Abstract This essay, partly by way of Milton’s Spenserian engagements, argues that A Maske is neither a celebration of resolve, nor a univocal assertion of exceptional virtue that facilitates some fusion of pleasure and virtue, but is instead a risky exploration of the mediacy of virtue and the virtues of mediation, however much they fail to satisfy. Several kinds of mediation texture A Maske: mediation as the middle ground between disparate things, mediation as intervention in conflict, mediation as the making sensuous of ideas or putting into medium, and, above all, mediation as the material and social process that takes place in and through opposites that both require and condition one another. Consequently, Milton exploits rather than forecloses the dialectical promise of the masque form and leaves open, but not unanswered, the difficult questions of immediacy and transcendence.

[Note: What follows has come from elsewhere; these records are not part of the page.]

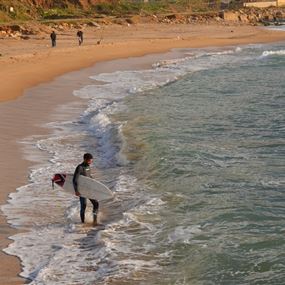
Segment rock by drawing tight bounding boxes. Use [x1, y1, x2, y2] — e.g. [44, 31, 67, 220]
[165, 14, 176, 20]
[127, 15, 141, 24]
[275, 11, 283, 19]
[9, 32, 21, 39]
[20, 35, 30, 40]
[221, 11, 240, 22]
[113, 18, 125, 25]
[73, 24, 83, 29]
[239, 15, 249, 23]
[87, 21, 100, 27]
[248, 15, 258, 23]
[10, 25, 22, 32]
[57, 25, 64, 31]
[21, 28, 34, 35]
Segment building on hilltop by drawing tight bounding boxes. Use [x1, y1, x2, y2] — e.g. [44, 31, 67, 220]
[243, 0, 285, 8]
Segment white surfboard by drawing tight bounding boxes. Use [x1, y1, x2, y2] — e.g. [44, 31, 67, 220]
[52, 173, 113, 201]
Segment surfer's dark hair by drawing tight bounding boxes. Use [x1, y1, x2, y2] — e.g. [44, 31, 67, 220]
[83, 153, 93, 160]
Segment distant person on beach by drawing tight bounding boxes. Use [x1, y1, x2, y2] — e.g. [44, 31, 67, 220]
[77, 30, 83, 46]
[50, 31, 56, 47]
[73, 153, 101, 226]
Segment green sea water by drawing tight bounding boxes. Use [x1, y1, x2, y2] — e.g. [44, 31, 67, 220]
[112, 44, 285, 284]
[2, 42, 284, 285]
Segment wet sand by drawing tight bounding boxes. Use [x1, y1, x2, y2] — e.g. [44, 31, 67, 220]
[1, 24, 284, 103]
[0, 23, 284, 284]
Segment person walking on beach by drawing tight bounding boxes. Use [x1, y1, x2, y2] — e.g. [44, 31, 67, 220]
[77, 30, 83, 46]
[73, 153, 100, 226]
[50, 31, 57, 47]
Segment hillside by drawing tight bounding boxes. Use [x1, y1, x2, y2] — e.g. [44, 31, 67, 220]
[0, 0, 102, 21]
[0, 0, 284, 40]
[0, 0, 209, 22]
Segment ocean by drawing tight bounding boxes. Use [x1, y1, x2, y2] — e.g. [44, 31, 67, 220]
[2, 39, 285, 285]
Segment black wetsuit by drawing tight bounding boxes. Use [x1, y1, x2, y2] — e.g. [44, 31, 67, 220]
[73, 162, 99, 223]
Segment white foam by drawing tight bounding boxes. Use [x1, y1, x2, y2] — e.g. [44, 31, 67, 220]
[205, 50, 235, 56]
[168, 225, 202, 244]
[116, 124, 129, 166]
[261, 50, 285, 57]
[68, 45, 256, 172]
[3, 44, 271, 283]
[265, 25, 285, 32]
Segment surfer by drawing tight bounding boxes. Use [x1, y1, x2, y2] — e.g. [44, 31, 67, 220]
[73, 153, 100, 226]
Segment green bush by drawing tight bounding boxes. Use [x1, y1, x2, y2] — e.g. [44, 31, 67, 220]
[41, 7, 84, 19]
[0, 0, 221, 22]
[93, 1, 170, 16]
[0, 0, 34, 21]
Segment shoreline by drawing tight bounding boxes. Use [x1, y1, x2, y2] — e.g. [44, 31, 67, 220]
[0, 50, 193, 284]
[0, 23, 284, 284]
[1, 24, 284, 103]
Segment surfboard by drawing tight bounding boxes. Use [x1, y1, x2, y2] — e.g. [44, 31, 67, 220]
[52, 173, 113, 201]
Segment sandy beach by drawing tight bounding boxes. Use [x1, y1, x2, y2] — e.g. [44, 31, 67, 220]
[0, 22, 284, 284]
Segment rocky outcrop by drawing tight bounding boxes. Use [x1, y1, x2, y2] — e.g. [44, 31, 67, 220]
[220, 7, 285, 25]
[146, 7, 285, 25]
[0, 23, 49, 39]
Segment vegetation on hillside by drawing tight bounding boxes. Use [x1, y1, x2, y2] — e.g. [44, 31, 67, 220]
[0, 0, 222, 23]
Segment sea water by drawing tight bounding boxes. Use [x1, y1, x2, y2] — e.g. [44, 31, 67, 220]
[2, 40, 285, 285]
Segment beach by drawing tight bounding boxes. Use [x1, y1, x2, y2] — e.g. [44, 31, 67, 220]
[0, 23, 284, 284]
[1, 23, 285, 103]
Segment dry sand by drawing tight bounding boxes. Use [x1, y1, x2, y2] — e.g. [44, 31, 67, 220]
[0, 23, 284, 284]
[1, 23, 285, 103]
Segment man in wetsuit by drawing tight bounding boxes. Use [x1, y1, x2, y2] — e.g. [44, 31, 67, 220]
[73, 153, 100, 225]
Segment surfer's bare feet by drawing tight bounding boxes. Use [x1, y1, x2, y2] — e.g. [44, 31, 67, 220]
[92, 222, 105, 228]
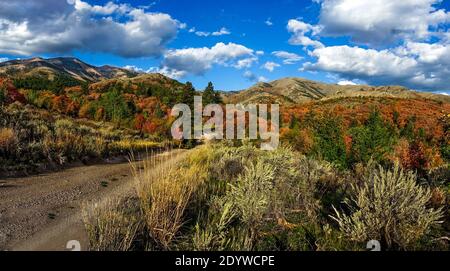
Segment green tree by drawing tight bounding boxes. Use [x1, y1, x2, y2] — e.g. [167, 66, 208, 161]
[313, 115, 348, 168]
[350, 111, 396, 164]
[81, 82, 89, 95]
[181, 81, 196, 106]
[213, 87, 223, 104]
[136, 82, 147, 96]
[202, 82, 222, 105]
[100, 87, 132, 123]
[400, 115, 417, 140]
[13, 75, 81, 94]
[202, 82, 215, 105]
[155, 103, 165, 118]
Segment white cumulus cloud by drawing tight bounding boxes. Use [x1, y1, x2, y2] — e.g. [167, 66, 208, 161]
[262, 61, 281, 72]
[212, 27, 231, 36]
[272, 51, 303, 64]
[193, 27, 231, 37]
[304, 43, 450, 90]
[234, 57, 258, 69]
[0, 0, 182, 57]
[244, 71, 268, 82]
[161, 42, 257, 77]
[317, 0, 450, 45]
[287, 19, 324, 48]
[288, 0, 450, 91]
[123, 65, 146, 73]
[337, 80, 357, 86]
[305, 46, 418, 77]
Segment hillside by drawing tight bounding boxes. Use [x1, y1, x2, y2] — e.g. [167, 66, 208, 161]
[0, 57, 139, 82]
[225, 77, 450, 105]
[88, 73, 185, 93]
[0, 65, 195, 144]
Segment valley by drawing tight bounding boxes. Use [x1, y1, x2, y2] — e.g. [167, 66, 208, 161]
[0, 56, 448, 251]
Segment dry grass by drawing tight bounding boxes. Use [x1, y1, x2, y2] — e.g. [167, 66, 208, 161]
[131, 149, 206, 250]
[82, 149, 190, 251]
[0, 127, 16, 151]
[110, 140, 161, 152]
[82, 197, 141, 251]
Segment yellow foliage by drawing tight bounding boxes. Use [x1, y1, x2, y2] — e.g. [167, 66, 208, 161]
[0, 128, 16, 151]
[110, 140, 160, 152]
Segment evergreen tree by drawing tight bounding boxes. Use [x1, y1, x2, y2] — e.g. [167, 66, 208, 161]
[401, 116, 417, 140]
[100, 87, 132, 123]
[181, 81, 196, 106]
[202, 82, 215, 105]
[202, 82, 222, 105]
[313, 115, 348, 169]
[155, 103, 165, 118]
[214, 88, 223, 104]
[350, 110, 397, 164]
[81, 82, 89, 95]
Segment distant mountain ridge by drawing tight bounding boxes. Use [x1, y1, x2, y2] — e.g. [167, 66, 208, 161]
[0, 57, 139, 82]
[1, 57, 449, 105]
[225, 77, 450, 105]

Drawing on the writings of T. W. Adorno, this essay suggests that mediation—and his related concept, ‘constellation’—afford supple and illuminating ways with which to think through the contradictions of Milton’s poetic-philosophical thought. It offers new interpretations of cruxes in A Maske and shows how each of its characters entails others through a combination of fissures and resemblances. In presenting not an isolated form of virtue, but sketching instead a constellation of interrelated forms, A Maske reveals how—in tending to its mediations—the drear woods of the world might be made to disclose the starry threshold with which we begin and from which we are removed.